A lot of people work under the table but do not get nailed for unpaid taxes. Unless he signed a 1099 making him responsible for his own taxes, kept an over abundant bank account or was honest / weird enough to write in his total gross income on his tax return form, it’s pretty difficult for the government to track someone down for working on their own. Now, about the Social Security, my wife paid very little into it due to the fact that she was a stay at home wife and mother but she still gets a social security check. It ain’t much, but it’s still a check. https://www.kiplinger.com/article/r...ome-parents-can-still-qualify-for-social.html Now, it seems to me that if your sister in law worked for someone who didn’t take out the proper taxation and SS (plus matching) it’s time to sue the guy.
SIL chose not to have SS taken out of her teaching career, so there was no SS there for her to collect. I have an old famer buddy of mine, back in Indiana, that doesn't get SS either due to his career was running the family farm.
Unless she was working during FDR’s administration when in the beginning of the FICA it was voluntary, an employer HAS to take out for SS. Just like Federal and State taxes, FICA deductions are not voluntary. Either way, if they owe the iRS a bunch of change, according to what information I have found, they should still get a check. https://money.com/true-or-false-you-wont-get-a-stimulus-check-if-you-owe-money-to-the-irs/ Somebody been telling you a fib bro.......

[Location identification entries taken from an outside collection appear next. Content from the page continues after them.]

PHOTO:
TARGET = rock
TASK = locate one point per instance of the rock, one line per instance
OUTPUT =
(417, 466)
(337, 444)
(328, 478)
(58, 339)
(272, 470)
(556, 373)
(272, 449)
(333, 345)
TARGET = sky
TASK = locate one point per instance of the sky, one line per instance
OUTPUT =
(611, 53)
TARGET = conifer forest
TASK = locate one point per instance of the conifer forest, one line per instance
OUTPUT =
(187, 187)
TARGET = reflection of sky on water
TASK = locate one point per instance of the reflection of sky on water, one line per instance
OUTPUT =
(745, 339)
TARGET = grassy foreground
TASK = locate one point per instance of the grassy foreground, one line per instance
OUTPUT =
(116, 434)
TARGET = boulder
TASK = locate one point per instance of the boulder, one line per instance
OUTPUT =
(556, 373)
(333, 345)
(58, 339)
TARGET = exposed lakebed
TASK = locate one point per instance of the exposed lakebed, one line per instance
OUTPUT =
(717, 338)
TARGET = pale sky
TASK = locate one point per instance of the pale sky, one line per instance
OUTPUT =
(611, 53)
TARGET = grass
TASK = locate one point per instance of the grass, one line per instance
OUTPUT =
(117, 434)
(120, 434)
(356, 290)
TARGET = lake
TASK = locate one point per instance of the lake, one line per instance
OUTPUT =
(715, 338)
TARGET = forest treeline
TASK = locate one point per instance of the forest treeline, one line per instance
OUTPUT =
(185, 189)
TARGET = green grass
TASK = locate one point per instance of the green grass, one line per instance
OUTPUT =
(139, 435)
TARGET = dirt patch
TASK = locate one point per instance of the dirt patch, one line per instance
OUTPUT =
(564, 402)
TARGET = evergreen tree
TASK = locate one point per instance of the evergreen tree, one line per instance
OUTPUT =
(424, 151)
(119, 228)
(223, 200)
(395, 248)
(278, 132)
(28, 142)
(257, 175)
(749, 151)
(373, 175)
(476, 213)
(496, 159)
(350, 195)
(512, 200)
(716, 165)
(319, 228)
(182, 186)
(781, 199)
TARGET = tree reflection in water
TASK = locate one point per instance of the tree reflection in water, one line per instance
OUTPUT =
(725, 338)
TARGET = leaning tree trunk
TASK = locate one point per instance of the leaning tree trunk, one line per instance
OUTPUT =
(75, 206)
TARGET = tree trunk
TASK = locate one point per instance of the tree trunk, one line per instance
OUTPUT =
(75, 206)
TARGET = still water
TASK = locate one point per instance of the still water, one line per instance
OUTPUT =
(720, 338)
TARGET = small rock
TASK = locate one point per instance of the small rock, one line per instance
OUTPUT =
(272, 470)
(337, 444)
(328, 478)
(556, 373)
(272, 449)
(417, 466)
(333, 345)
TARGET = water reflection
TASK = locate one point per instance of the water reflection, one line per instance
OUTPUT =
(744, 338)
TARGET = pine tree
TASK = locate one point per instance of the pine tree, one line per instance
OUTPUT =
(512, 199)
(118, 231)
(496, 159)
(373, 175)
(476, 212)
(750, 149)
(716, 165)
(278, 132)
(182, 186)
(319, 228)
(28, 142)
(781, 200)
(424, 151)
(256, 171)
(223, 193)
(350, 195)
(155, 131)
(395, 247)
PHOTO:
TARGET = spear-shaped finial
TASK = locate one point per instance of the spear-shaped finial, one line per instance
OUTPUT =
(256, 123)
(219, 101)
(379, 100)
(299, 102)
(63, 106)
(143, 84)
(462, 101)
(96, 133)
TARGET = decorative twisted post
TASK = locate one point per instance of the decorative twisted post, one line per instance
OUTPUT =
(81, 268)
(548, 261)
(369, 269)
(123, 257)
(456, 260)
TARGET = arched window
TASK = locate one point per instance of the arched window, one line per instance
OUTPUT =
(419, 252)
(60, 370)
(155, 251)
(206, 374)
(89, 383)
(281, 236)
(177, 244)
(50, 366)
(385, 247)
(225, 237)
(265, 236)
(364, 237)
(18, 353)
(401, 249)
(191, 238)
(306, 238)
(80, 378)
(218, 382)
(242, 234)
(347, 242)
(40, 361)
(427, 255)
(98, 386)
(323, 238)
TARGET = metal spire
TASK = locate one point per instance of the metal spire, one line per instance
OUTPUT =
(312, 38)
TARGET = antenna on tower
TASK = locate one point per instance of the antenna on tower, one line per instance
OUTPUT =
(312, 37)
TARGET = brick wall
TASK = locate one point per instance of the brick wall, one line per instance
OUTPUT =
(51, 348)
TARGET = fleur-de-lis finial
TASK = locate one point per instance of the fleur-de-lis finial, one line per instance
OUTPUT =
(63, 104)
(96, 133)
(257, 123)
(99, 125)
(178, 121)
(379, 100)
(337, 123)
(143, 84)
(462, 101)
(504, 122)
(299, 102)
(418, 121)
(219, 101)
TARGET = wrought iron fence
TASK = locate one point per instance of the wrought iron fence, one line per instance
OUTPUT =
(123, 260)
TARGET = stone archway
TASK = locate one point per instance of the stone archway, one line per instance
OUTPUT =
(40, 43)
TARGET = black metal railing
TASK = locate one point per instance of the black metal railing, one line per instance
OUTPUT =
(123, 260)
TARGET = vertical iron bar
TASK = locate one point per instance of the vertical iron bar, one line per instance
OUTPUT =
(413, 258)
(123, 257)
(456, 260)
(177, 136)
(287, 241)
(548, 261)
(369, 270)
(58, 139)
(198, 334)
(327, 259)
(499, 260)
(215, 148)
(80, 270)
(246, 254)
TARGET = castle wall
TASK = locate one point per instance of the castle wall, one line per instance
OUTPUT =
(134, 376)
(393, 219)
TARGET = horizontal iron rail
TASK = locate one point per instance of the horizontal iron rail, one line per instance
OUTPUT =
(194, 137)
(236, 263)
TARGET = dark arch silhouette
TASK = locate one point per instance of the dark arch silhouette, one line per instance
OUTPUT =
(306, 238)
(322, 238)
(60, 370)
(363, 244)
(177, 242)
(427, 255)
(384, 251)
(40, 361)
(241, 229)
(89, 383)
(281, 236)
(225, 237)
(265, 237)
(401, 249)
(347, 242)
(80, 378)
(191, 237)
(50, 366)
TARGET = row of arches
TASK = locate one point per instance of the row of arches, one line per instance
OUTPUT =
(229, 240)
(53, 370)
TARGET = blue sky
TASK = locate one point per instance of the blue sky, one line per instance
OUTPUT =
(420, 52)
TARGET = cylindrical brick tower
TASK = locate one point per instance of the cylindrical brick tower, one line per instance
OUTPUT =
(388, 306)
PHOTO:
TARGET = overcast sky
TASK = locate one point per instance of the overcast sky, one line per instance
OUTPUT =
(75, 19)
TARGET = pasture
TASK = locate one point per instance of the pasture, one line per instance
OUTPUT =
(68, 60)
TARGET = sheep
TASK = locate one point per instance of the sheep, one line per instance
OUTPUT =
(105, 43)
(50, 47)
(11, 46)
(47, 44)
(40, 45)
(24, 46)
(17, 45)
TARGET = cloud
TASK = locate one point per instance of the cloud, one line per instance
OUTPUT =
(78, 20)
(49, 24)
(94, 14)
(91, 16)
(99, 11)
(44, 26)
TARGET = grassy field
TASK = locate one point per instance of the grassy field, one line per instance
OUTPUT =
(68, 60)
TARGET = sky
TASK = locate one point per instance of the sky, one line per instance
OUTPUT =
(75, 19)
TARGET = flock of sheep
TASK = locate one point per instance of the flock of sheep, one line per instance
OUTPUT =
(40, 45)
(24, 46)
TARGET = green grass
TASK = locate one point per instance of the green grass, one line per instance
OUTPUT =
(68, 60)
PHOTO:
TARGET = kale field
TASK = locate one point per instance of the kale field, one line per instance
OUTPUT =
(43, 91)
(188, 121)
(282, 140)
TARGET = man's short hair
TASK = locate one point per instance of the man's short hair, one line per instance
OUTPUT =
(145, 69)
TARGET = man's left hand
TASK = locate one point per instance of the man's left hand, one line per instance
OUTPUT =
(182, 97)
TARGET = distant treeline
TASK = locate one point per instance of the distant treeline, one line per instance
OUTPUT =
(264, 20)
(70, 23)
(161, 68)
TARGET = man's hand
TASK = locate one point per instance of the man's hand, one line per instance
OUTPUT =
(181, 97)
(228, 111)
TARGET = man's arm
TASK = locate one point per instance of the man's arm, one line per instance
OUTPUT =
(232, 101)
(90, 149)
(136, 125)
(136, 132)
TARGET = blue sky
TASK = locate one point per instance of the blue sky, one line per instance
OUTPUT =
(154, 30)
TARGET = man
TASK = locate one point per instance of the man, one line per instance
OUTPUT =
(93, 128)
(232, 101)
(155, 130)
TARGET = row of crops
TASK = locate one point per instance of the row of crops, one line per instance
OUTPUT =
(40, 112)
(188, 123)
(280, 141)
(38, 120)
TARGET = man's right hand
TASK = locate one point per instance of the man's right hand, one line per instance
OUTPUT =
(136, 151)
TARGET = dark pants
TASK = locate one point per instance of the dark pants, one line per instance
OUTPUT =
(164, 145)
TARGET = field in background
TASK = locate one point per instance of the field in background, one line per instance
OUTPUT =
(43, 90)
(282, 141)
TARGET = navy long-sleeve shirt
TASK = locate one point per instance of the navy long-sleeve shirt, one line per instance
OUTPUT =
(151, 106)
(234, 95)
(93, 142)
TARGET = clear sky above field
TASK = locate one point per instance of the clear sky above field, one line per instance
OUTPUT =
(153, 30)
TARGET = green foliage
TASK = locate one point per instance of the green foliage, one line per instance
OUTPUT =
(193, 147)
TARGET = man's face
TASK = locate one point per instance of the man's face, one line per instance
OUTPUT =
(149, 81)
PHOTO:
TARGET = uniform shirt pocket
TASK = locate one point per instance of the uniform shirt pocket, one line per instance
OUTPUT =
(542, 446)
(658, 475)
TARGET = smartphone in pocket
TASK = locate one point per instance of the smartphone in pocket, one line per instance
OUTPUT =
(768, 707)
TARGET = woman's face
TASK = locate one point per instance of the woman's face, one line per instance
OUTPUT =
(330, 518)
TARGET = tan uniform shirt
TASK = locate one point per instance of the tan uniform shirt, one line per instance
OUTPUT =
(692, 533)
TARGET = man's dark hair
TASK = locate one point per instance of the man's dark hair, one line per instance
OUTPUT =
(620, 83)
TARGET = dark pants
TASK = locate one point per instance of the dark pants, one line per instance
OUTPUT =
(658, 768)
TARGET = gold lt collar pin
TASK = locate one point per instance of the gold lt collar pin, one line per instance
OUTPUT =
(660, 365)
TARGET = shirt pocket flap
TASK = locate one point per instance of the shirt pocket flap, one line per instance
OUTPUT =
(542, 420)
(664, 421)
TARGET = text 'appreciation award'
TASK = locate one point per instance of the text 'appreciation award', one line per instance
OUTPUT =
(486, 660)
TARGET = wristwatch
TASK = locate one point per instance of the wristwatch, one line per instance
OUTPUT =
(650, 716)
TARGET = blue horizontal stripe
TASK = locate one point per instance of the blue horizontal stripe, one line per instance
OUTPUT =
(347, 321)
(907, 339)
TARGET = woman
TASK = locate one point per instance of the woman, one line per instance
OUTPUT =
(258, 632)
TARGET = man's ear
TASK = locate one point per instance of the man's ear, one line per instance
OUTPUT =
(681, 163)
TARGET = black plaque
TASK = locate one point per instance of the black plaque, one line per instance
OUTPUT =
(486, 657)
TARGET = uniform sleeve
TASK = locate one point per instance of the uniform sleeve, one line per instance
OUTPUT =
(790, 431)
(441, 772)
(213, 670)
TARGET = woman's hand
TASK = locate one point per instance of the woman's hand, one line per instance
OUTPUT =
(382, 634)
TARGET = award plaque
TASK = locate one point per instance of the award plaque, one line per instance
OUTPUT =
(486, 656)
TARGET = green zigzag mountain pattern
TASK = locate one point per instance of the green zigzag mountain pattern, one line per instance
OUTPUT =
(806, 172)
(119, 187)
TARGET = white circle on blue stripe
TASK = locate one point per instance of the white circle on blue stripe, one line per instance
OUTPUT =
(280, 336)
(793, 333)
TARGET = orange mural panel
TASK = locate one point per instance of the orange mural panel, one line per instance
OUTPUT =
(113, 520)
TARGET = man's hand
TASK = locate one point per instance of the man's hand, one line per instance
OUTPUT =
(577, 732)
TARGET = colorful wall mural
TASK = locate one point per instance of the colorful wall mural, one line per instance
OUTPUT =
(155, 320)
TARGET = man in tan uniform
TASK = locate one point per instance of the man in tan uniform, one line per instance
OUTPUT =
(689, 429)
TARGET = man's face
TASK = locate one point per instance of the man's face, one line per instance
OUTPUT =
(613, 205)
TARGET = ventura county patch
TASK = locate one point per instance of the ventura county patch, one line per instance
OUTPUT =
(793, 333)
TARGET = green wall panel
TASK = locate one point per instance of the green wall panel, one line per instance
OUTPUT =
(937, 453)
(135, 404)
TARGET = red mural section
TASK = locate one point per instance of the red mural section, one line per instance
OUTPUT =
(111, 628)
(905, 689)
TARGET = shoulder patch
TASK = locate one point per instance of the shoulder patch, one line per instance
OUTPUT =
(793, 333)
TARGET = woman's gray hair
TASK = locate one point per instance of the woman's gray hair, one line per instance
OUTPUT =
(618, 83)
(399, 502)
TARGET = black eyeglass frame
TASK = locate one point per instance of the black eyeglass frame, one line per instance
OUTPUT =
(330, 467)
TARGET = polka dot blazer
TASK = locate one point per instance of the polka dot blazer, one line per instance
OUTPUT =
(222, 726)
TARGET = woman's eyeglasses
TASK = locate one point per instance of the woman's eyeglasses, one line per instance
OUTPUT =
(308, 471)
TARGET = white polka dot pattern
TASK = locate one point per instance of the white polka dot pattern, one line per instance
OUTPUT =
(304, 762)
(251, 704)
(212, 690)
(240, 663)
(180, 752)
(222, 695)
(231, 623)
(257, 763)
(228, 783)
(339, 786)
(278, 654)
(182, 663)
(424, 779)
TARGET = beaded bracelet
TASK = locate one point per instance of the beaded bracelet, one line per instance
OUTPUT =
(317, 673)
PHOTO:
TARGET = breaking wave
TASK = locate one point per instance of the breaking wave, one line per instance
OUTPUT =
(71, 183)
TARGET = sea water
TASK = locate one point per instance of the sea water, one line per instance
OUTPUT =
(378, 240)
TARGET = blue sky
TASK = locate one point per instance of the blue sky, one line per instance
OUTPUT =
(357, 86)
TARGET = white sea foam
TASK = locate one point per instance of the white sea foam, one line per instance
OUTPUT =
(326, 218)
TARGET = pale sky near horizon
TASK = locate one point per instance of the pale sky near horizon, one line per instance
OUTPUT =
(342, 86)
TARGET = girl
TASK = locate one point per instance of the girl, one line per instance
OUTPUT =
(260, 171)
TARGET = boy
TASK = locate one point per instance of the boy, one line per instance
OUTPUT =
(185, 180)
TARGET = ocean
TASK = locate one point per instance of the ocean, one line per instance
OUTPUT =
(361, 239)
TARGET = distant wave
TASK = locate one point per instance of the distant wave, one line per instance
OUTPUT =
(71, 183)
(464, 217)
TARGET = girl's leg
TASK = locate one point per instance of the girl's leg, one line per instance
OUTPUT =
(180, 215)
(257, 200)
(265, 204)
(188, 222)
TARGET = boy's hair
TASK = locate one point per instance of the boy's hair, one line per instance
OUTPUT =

If she worked for a government school,as in on a base,she could have been under the old CRS retirement. It was I think the early eighties when the federal government switched to FERS a much less generous system that depended on SS for one of the three legs.
I remember when I worked for a local government agency and I noticed on my paycheck that FICA was not deducted. I then became more familiar with the PERS (Public Employees Retirement System). I kind of didn't like that mainly being unfamiliar with it. After a trip to the library (no internet then) I found it being just another concept of retirement income. I was at ease having found out the difference between PERS and Social Security (FICA).
Cody didn’t write anything about working with the government as a teacher so I didn’t even think of FERS but alas, I do humbly apologize for missing the alternative retirement fund. That written, should she not still be getting a retirement check of some sort or did someone drop the ball?
Maybe not. My understanding to be eligible for SS you have to have worked a minimum of 10 years with a company that pays into the - for lack of a better explanation - SS fund to be eligible for the traditional social security benefits for retirement.
You need 10 Quarters to be eligible, I was under FERS. I get Social Security, A pension check which I contributed to, and an annuity check. My annuity check from what was called the TSP,(401k equivalent) thrift savings account, towards the end off my career I was putting a total of 17% of my gross into it. the govt was matching up to 5%.
Yeah, I looked at it but decided you meant 10 yrs accumulated with one or more employers so all is well Von.
I know a retired EPA guy who swears that because of his annuity derived from an earlier government job he won’t get a check. I told him that it was my understanding that if a person made 100K (or something along those lines) that he might not but getting an annuity doesn’t disqualify him. The bottom line is that he’s going to check into it a little further.